The main limitation of the study is the relatively small sample size. However, we made an effort to render the demographic characteristics of the subjects homogeneous, and multiple comparison adjustments were made during the statistical analysis. In addition, for technical reasons, the subjective evaluation of the stimuli was conducted at the end of the study, rather than as responses after each block of stimulation, which would have been more relevant. We also administered a tickling questionnaire, although it might have been more relevant to also question the subjects about the sensation of itching, given the knismesis type of peacock feather stimulation. A closed-ended question about the degree of tickling could, first, prevent the subject from more accurately assessing the nature of the sensation being tested; and second, automatically direct the subject’s attention to seeking some positive emotion (associated, for example, with laughing, which is routinely found in connection with tickling) from the stimulus. In addition, given the large difference in pressure force between feather stimulation and hand stimulation, the subjective perception of pressure force should also be questioned. Our future work in this area will focus on increasing the statistical power by increasing the sample size and on increasing the sensitivity of subjective evaluation of stimuli.

6. Conclusions

Touching the foot sole resulted in widespread activation in the brain that was clearly differentiated from affective touching of the hairy shin skin. Given the areas involved, this differentiation generally reflected likely less automatic processing of stimuli by the skin of the shin. Stimulation by nonsocial stimuli in the lower extremities paradoxically resulted in greater activation of brain regions intrinsic to the perception and processing of social stimuli in general. There are regions in the cerebral cortex that responded specifically to hand and feather touches in the foot sole region. These areas included the posterior insula, which is thought to be one of the cortical ends of the CT afferents. No such brain areas have been identified for the shin. For subjective evaluation of stimuli on the lower extremities, there was no differentiation for social and nonsocial CT-directed stimuli in terms of pleasantness. There was a negative correlation of subjective perception of ticklishness from a feather in the foot sole area with the strength of activation in the cuneal area.

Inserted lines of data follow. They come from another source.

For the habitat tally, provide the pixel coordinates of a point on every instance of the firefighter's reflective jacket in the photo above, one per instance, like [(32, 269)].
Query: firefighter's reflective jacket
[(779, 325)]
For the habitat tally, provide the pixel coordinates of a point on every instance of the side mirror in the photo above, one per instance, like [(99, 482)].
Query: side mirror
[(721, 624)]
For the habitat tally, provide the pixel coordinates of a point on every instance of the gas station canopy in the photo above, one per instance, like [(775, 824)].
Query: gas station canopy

Our results have implications for understanding the basics of analyzing CT-targeted stimuli in the lower limbs and may further serve to understand the evolutionary development of this human body system. From a practical point of view, our results may be of interest in the development of the sensory stimulation of patients with long-term disorders of consciousness, as well as with loss of sensation or inaccessibility of the upper limbs for contact.